An east coast friend with a 23-year-old son who graduated from college this past spring writes:
"Last spring after graduation, my son got a job offer with an accounting firm in Dallas. He had to study for his CPA, so he was home for the summer. One evening, a group of his friends came over. They were sitting out on the deck drinking cokes and beer, and I knew they were looking at my son with envy. He was moving to Dallas, he was going to live in his own apartment, he just bought a car--and he had a job in his profession. That used to the standard for kids coming out of college--especially good colleges like these kids had just graduated from. But most of them were living at home with no job prospects. A few had found something but not in their career."

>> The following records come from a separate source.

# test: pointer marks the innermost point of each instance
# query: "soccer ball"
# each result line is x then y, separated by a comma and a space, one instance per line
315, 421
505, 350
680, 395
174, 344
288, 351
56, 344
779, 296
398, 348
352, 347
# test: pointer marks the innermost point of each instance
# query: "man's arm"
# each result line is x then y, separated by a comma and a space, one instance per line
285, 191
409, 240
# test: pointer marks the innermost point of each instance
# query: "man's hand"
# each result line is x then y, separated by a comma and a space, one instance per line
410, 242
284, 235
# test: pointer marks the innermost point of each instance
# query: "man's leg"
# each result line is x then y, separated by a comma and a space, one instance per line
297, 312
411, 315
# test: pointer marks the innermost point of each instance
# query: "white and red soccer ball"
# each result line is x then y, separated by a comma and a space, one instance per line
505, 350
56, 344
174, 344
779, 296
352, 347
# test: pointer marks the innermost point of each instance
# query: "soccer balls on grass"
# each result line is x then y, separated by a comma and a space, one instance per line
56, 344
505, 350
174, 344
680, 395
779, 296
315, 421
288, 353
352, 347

This has been the new reality for college grads, and this is what the data recently released by the Census Bureau underlies. While the economy has been devastating for those living in or near poverty, it has also been wrenching for recent college graduates. Richard Freeman, an economist at Harvard University, has suggested that the generation coming out of college since the 2008-2009 recession "will be scarred, and they will be called the `lost generation'--in that their careers would not be the same way if we had avoided this economic disaster."

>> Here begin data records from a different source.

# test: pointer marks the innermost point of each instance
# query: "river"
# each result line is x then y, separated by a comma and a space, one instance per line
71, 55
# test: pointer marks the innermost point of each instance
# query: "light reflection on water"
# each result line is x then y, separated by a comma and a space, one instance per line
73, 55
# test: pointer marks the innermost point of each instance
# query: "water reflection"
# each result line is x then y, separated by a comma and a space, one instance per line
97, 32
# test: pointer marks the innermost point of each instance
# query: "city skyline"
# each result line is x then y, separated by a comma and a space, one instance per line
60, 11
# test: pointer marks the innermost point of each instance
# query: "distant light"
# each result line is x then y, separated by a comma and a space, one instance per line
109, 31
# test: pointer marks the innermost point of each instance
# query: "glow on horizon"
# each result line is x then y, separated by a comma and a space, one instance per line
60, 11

They have not only been unable to find jobs now, it's not likely to get better soon--even as the employment figures pick up. Recent college grads who are now getting by with waitering, bartending and odd jobs will have to compete with new graduates for entry-level career positions. As Andrew Sum, an economist and director of the Center for Labor Market Studies at Northeastern University, put it, "We have a monster jobs problem, and young people are the biggest losers."
Here's hoping the latest downward trend on unemployment--8.3% in January--keeps going. It might make it possible for another friend's son to come home from his job in volatile South Sudan--a job he took not because he always wanted to go to Juba but because it was the only job he could get.